Instilled in the American Dream are the ideas of upward mobility, of success, and prosperity. For those that make it, we hear their stories and we often look up to them for what they have achieved; but for those that don’t, we rarely have the same amount of time or interest. In Jason Tippet’s film My Gal, Rosemarie we meet two people who didn’t make it and are living day-to-day on social security, the American Dream a long faded aspiration. Ray and Rosemarie have been married for fifty years, and as her 90th birthday approaches, Ray tries to get enough cash together so he can splash out on Rosemarie’s favorite treat – hamburgers from In-N-Out Burger.

“Most things don’t work out in life, and that’s ok, but it’s how you handle your failures and disappointments”

It is a story of small lives, and the film is honest about who Ray and Rosemarie are and how they live. Director Jason met the subjects for this documentary living downstairs in his apartment complex; “I’d often see Rosemarie sitting outside with a cup of coffee in the morning watching the hummingbirds, so one day I joined her. She talked of her love for birds and animals and creatures, and the old days when she met the love of her life. Ray is his name, and while it hasn’t been perfect, they made a lifetime of it”. This is perhaps understating it, as it is clear that little in their lives has ever really gone their way and the limited horizons of their world are clear from the cluttered nature of their apartment, through to Ray hunting through garbage for cans to be able to buy Rosemarie a burger for her birthday.

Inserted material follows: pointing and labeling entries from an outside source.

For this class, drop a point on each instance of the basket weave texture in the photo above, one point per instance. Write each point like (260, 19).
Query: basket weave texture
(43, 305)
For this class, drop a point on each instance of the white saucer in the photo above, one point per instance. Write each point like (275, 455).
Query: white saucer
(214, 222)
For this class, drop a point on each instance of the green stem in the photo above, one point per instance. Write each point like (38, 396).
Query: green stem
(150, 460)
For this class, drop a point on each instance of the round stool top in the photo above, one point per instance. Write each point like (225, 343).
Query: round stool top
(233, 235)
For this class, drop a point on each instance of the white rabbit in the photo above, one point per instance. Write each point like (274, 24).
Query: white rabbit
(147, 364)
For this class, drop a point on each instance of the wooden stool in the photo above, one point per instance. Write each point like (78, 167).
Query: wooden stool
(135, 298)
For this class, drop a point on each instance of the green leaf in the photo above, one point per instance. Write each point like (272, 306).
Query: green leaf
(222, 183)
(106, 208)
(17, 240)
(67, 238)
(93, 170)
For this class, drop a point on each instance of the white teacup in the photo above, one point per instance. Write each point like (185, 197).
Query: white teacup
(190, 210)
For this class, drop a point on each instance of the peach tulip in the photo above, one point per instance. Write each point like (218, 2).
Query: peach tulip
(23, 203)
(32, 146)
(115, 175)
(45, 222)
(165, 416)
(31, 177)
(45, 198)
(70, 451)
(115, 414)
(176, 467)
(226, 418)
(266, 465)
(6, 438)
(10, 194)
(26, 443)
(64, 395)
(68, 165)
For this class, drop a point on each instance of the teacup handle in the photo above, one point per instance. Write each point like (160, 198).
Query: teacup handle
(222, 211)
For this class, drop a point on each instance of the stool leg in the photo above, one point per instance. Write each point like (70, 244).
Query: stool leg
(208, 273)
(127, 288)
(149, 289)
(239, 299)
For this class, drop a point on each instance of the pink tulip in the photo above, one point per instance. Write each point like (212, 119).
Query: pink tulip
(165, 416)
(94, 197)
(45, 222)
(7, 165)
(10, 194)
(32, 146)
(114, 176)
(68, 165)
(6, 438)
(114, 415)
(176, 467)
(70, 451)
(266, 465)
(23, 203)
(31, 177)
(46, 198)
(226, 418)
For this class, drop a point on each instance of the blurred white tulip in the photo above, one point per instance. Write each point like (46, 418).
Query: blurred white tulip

If it sounds depressing, it isn’t, because the couple have always had each other and the film captures the wonderful sense of peace and contentment that exists between the couple, presenting it with a delicate balance which is touching but yet avoids sentimentality. There is a remarkable lack of bitterness or anger in either of them, and it was this aspect of their relationship that attracted Jason to capture them on film – “their situation gave me perspective. Most things don’t work out in life, and that’s ok, but it’s how you handle your failures and disappointments. I make documentaries, so it’s nice to get some perspective on what a lifetime of disappointment looks like”.

He kids of course, as Jason is currently busy on the second documentary feature in a trilogy on Santa Clarita (the first being 2012’s Only the Young), as well as collaborating with musician Nick Thorburn (frontman of bands such as The Unicorns, Islands) on a semi-fictionalized piece on his life.